Tema 022 - TEIA, ARANHA, INSETOS
BIOGRAFIA
A CIGARRINHA E O ZANGÃO
Fernando Zocca

Tomada que estava pela luxúria, a Cigarrinha aproximou-se do Zangão assustado e com aquele ar de quem diz "agora te como", afastou as cadeiras que os separavam na saleta e quando soltava a voz zunindo o convite ao amor, ouviu um ríspido "sente-se aí" do macho trêmulo.

Contra a dissonância que se produziu no seu interior, ele argumentou com os fatos evidentes de que aquele inseto, seco e enrugado feito uva passa, com perninhas finas e branquelas, era casada com papel passado e tudo.

Aquele "chega pra lá" do Zangão, transformou a sanha libidinosa da Cigarrinha em ira insidiosa, cruel e retida, que deveria ser liberada aos poucos, em doses homeopáticas, ao longo do tempo contra o bofe rejeitador.

Realmente, quando a lua cheia incrustava-se  ali naquele céu e produzia com sua luz, os humores pró conjunções, a Cigarrinha era tomada pelo ódio que a impelia para a vingança.

Apesar de ter sua origem numa família semi-analfabeta, ou como se diz comumente hoje, de analfabetos funcionais, a Cigarrinha de canela fina, ouvira a história da Branca de Neve e dos Sete anões. Havia no conto, uma bruxa malvada, nariguda e escalafobética que de cinco palavras pronunciadas, quatro eram sobre si mesma.  

E a bruxona, valia-se do envenenamento da maçã para nocautear Branca de Neve. Seria pois, com esse método que se vingaria daquele abelhudo esnobe.

Assim foi. Com um cafezinho aqui, um docinho ali, um pitéuzinho hoje, amanhã também, o Zangão viu-se  com as suas asinhas flácidas. Instalou-se uma disfunção retrátil.

Incapacitado para exercer a mais pífia das suas funções que era a de voar, o Zangão não pode valer-se nem ao menos dos serviços da saúde pública, de tão escangalhado que ficou.

Mas como não há mal que sempre dure e nem bem que nunca se acabe, e ainda por estar plenamente convicto da simetria e reciprocidade  nas relações sociais orientou-se para reagir positivamente caso algum dia a mesma situação se lhe apresentasse novamente. Prometeu-se que não melindraria a Cigarrinha endiabrada  sem pelo menos antes lhe perguntar: "Mas... e flauta...tocas?"

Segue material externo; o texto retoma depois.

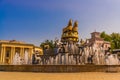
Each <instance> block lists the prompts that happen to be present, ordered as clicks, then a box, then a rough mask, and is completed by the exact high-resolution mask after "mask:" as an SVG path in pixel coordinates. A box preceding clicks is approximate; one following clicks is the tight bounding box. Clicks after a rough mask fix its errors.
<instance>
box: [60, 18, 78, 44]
mask: <svg viewBox="0 0 120 80" xmlns="http://www.w3.org/2000/svg"><path fill="white" fill-rule="evenodd" d="M61 41H62V42H69V41H73V42H78V41H79V37H78V22H77V21H75V23H74V25H72V20H71V19H70V20H69V22H68V25H67V26H66V27H65V28H63V31H62V36H61Z"/></svg>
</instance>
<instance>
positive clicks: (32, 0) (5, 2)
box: [0, 0, 120, 45]
mask: <svg viewBox="0 0 120 80" xmlns="http://www.w3.org/2000/svg"><path fill="white" fill-rule="evenodd" d="M69 19H72V20H73V22H74V21H75V20H77V21H78V22H79V37H80V38H84V39H85V38H90V33H91V32H93V31H95V30H96V31H99V32H101V31H106V32H107V33H109V34H110V33H112V32H120V0H0V39H2V40H12V39H15V40H19V41H25V42H27V43H33V44H35V45H39V44H40V43H41V42H43V41H44V40H46V39H55V37H58V38H60V37H61V33H62V28H63V27H65V26H66V25H67V24H68V21H69Z"/></svg>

A ira da Cigarrinha não passou, porém, enquanto não comentou com a Lagartixa sobre o seu desafeto:

- Pois diz ele que Lagartixas têm pele branca, leitosa, de uma brancura assim... espermática.

Arregalando ainda mais aqueles olhos  negros e chicoteando o rabinho, o pequeno lagarto prometeu vingança.

Lembrou-se de quando em brincadeiras, algumas abelhas chamavam-na de lombriga e de bicho-feio-de-goiaba.

Mas o réptil era muito mais esperto e inteligente do que podiam imaginar.

No dia seguinte o Zangão encontrou em frente da sua casa uma camisinha usada.

Tomou a vassoura e varreu toda a região frontal da sua morada.

Notou ainda que as flores do seu jardim estavam quase sem vida, já meio esquálidas.

Controlou-se.

O Zangão percebeu na garagem do seu carro, uma bola murcha com o distintivo do seu time do coração, jogada ali no fundo. "Diabos - pensou - essa criançada deu agora  para jogar lixo  na casa dos outros".

Mas uma minhoquinha suscitou na sua mente uma alternativa provável:

- Aquela Cigarrinha está me provocando.

A Lagartixa, bebericando lá no boteco da esquina, dividiu com o ratão as suas mágoas dizendo que o Zangão  tinha preconceito contra quem tivesse comércio de produtos que destruíssem a saúde da bicharada.

O Ratão, esperto, visualizou uma oportunidade para disseminar a sua leptospirose.

E a vida no local ficou insuportável até o dia em que ali apareceu o tremendo exorcista.